A decision by the Paris prosecutor involved in the supposed Renault industrial espionage case could be made this week about how to proceed.

Any move would cap a whirlwind week for Renault in which French media have speculated chief operating officer Patrick Pelata could resign if allegations in its spy case turn out to be wrong.

Renault confirmed to just-auto decisions would be taken “at the highest level” by Pelata and CEO Carlos Ghosn. Meanwhile, French industry minister Eric Besson also stepped into the debate speaking on radio station RTL and using the metaphor that the COO could offer his “head” in the affair.

A source close to the inquiry in France told just-auto any move by the Paris prosecutor could take place this week and questioned how one of the sacked three executives, Michel Balthazard – “a rigorous engineer” – could have been embroiled in the case.

“How could the name of Michel Balthazard find itself in this affair?” the French source added. “When you lose your job…see your face on television [and are] accused of spying, that is damage and suffering in material, financial and moral terms.”

“Michel Balthazard wants that Renault states – and the Paris prosecutor says -he is innocent and has nothing to do with this industrial spying.
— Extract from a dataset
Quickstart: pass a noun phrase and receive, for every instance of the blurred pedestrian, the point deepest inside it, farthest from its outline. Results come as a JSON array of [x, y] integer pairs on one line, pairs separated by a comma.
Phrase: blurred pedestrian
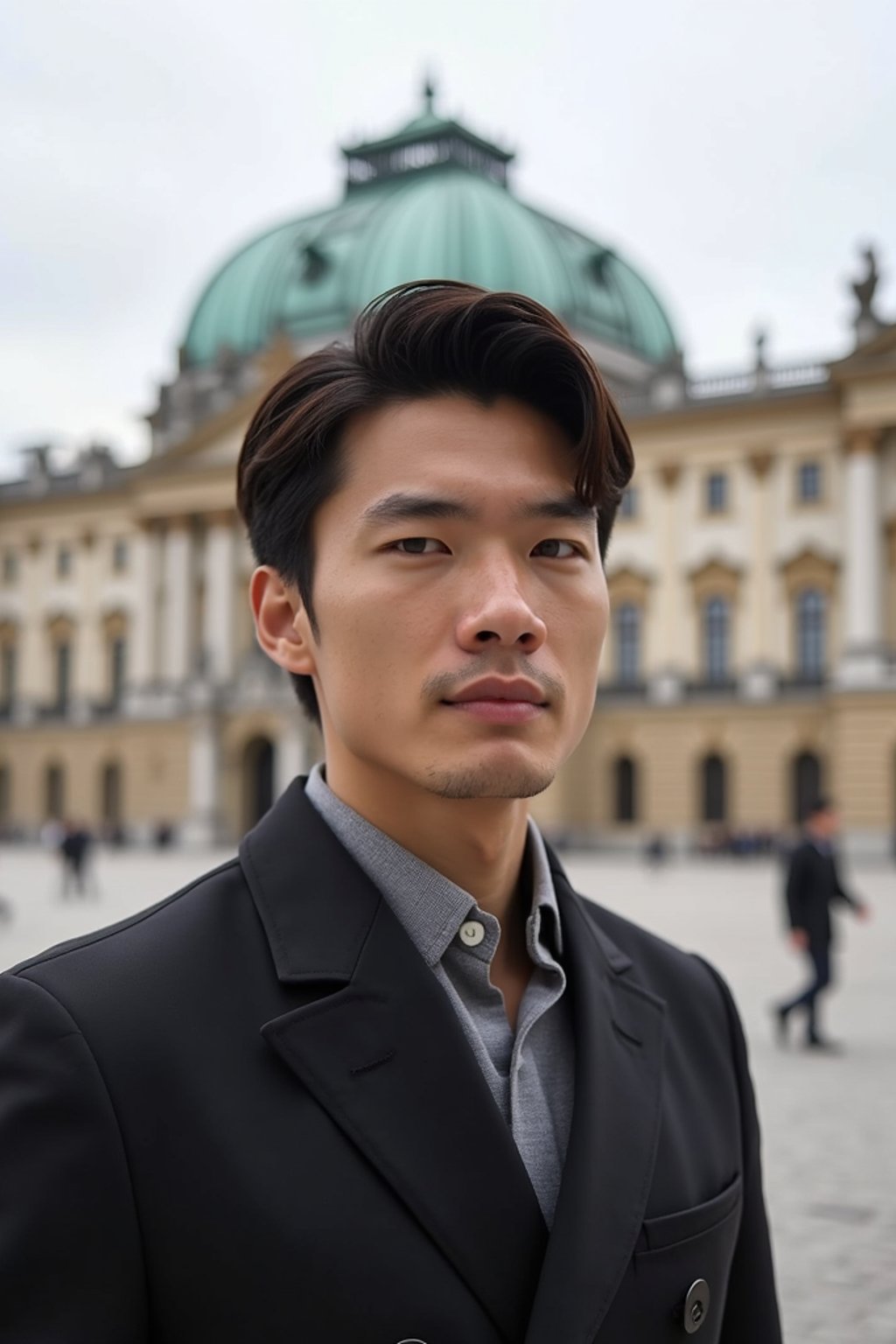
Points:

It is essential to have his innocence proclaimed…it is his honour that is important.”

Noting that Balthazard earned “a quite large salary” and was at “the peak of his career,” the source added the fired executive had a further five years before his retirement.

Mystery also continues to surround the supposed existence of bank accounts in Switzerland and Liechtenstein.

“I think there is absolutely nothing concrete with the Swiss accounts,” added the French source.